C lexer: token concatenation of unterminated string literals - c

Consider the following c code:
#include <stdio.h>
#define PRE(a) " ## a
int main() {
printf("%s\n", PRE("));
return 0;
}
If we adhere strictly to the tokenization rules of c99, I would expect it to break up as:
...
[#] [define] [PRE] [(] [a] [)] ["]* [##] [a]
...
[printf] [(] ["%s\n"] [,] [PRE] [(] ["]* [)] [)] [;]
...
* A single non-whitespace character that does not match any preprocessing-token pattern
And thus, after running preprocessing directives, the printf line should become:
printf("%s\n", "");
And parse normally. But instead, it throws an error when compiled with gcc, even when using the flags -std=c99 -pedantic. What am I missing?
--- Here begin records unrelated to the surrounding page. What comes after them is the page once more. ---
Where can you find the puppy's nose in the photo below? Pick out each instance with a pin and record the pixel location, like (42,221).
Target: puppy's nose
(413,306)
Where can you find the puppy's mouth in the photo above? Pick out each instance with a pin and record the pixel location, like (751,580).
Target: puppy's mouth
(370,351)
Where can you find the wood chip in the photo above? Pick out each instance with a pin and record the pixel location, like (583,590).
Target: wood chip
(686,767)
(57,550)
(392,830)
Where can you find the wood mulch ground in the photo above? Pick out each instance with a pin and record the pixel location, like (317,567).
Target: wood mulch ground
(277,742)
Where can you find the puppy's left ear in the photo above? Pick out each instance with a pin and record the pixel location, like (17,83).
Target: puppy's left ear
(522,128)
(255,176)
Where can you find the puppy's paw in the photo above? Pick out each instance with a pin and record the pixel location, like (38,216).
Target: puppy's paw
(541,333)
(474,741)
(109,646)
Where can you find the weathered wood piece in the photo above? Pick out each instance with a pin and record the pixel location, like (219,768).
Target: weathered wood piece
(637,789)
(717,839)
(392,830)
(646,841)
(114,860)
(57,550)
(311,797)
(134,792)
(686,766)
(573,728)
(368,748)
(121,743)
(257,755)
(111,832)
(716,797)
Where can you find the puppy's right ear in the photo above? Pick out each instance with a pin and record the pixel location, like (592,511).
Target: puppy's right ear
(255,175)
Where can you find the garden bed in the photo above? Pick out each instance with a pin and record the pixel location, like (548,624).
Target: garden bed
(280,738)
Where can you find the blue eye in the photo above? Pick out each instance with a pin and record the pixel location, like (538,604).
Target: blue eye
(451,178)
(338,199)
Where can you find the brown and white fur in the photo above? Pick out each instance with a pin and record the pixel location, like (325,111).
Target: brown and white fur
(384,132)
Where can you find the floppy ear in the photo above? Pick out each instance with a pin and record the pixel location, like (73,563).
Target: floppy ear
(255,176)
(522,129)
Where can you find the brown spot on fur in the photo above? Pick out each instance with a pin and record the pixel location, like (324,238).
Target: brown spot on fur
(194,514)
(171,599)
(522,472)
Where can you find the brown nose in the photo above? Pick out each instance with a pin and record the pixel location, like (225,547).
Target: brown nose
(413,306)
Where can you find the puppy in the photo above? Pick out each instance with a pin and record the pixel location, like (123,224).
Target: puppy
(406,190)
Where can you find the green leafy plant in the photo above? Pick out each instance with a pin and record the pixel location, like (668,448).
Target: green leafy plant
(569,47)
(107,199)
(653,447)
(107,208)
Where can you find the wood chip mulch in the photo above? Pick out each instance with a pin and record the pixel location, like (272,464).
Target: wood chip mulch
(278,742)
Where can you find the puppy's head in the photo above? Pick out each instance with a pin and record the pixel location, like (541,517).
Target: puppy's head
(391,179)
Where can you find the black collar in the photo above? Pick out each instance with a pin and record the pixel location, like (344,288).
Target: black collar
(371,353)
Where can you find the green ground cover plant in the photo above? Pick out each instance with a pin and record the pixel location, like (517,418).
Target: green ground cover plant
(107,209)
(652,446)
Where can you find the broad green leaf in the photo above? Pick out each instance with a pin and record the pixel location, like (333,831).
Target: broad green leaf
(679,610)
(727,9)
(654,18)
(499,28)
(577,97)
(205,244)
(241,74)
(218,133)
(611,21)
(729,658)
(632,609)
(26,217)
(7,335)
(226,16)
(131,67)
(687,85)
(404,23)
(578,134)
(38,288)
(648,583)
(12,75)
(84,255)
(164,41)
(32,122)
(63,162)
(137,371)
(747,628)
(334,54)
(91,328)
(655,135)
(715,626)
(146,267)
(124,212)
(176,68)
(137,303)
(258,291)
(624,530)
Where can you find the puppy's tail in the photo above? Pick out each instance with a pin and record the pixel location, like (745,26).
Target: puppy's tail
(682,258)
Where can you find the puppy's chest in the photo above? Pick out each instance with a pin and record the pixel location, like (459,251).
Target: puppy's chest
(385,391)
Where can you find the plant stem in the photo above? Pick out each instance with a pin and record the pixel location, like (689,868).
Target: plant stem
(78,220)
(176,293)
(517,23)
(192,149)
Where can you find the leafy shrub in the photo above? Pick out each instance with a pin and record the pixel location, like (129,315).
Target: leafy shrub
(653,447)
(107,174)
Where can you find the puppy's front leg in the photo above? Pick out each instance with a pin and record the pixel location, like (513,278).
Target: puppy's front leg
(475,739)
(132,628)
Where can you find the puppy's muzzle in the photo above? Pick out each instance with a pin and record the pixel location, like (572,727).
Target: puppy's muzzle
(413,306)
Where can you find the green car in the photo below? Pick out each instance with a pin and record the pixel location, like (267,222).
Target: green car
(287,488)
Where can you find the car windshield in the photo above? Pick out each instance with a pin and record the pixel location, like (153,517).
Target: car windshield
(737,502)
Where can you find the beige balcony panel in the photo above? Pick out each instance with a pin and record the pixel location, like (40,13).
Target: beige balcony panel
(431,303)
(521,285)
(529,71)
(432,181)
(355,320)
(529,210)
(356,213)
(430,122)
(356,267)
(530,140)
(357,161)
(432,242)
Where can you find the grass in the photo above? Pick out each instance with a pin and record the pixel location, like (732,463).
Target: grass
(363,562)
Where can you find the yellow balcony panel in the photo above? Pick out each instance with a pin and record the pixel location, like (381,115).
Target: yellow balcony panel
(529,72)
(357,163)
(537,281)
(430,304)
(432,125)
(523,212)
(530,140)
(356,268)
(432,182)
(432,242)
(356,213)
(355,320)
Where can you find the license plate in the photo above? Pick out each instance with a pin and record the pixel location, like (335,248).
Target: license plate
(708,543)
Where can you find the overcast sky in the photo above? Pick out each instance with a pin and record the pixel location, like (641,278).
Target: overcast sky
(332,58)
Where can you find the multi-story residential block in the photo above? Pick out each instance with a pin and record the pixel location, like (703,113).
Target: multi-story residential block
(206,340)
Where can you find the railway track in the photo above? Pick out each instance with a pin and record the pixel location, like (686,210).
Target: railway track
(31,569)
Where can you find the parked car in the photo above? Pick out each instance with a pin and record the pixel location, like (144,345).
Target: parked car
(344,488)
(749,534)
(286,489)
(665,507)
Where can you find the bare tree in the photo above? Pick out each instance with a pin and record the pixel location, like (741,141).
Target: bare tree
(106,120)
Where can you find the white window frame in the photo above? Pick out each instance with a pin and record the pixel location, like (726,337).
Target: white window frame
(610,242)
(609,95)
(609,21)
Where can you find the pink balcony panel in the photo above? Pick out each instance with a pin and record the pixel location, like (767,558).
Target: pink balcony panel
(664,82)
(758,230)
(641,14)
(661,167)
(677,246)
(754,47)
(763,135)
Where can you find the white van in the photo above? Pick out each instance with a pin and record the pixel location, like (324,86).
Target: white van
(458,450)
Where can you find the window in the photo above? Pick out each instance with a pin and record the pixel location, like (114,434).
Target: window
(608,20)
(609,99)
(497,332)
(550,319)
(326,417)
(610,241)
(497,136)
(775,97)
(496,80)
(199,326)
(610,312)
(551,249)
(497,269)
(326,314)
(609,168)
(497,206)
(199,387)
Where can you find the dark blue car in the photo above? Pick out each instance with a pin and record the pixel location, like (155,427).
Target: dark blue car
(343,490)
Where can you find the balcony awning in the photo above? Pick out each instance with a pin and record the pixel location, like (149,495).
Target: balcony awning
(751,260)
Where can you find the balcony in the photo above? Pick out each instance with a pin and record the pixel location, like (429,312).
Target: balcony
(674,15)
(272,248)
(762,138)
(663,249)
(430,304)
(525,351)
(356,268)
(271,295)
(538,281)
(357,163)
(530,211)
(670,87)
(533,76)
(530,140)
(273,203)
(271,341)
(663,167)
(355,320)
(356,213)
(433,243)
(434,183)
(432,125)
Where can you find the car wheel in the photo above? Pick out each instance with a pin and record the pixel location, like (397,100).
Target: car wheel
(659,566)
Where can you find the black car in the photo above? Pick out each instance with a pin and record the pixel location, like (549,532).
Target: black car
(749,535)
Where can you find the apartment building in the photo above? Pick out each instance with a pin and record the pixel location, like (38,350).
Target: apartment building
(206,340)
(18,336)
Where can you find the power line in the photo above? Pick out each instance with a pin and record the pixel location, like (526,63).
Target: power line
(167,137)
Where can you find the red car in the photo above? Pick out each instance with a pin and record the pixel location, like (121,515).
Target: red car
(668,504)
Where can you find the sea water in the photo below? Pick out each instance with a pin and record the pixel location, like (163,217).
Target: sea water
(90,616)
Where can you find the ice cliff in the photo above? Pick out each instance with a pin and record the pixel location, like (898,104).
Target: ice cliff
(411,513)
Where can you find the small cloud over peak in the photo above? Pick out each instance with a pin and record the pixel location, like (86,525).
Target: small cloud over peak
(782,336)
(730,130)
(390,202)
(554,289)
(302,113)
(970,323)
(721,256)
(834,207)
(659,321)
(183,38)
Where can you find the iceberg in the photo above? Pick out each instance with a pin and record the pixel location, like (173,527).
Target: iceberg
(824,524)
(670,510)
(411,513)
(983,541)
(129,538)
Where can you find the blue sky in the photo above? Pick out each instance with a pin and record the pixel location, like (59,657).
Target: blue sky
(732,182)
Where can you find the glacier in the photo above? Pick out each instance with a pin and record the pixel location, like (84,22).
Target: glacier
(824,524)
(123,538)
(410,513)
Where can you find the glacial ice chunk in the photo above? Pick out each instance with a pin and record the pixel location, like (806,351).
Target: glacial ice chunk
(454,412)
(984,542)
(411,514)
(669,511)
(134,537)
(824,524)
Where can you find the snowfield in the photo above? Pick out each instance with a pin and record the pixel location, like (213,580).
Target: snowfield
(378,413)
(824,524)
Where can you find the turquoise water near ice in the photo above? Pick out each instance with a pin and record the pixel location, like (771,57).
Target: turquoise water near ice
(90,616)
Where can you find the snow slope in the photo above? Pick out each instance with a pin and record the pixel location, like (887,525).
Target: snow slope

From C11 6.4. Lexical elements:
preprocessing-token:
header-name
identifier
pp-number
character-constant
string-literal
punctuator
each non-white-space character that cannot be one of the above
3 [...] The categories of preprocessing tokens are: header names,
identifiers, preprocessing numbers, character constants, string
literals, punctuators, and single non-white-space characters that do
not lexically match the other preprocessing token categories.69) If a
' or a " character matches the last category, the behavior is
undefined. [...]
So if " is not part of a string-literal, but is a non-white-space character, the behavior is undefined. I do not know why it's undefined and not a hard error - I think it's to allow compilers to parse multiline string literals.
it throws an error
But on godbolt:
<source>:3:16: warning: missing terminating " character
3 | #define PRE(a) " ## a
| ^
<source>:6:24: warning: missing terminating " character
6 | printf("%s\n", PRE("));
| ^
<source>:8: error: unterminated argument list invoking macro "PRE"
8 | }
|
<source>: In function 'int main()':
<source>:6:20: error: 'PRE' was not declared in this scope
6 | printf("%s\n", PRE("));
| ^~~
<source>:6:20: error: expected '}' at end of input
<source>:5:12: note: to match this '{'
5 | int main() {
| ^
it throws an error not on #define PRE line (it could), but on PRE(") line. Tokens are recognized before macro substitutions (phase 3 vs phase 4), so whatever you do you can't like "create" new lexical string literals as a result of macro substitution by for example gluing two macros or like you want to do. Note that -pedantic will not change the warning into error - -pedantic throws errors where standard tells to throw error, but the standard tells the behavior is undefined, so no error is needed there.

Related

Is double quote (") a preprocessing-token or an unterminated string literal?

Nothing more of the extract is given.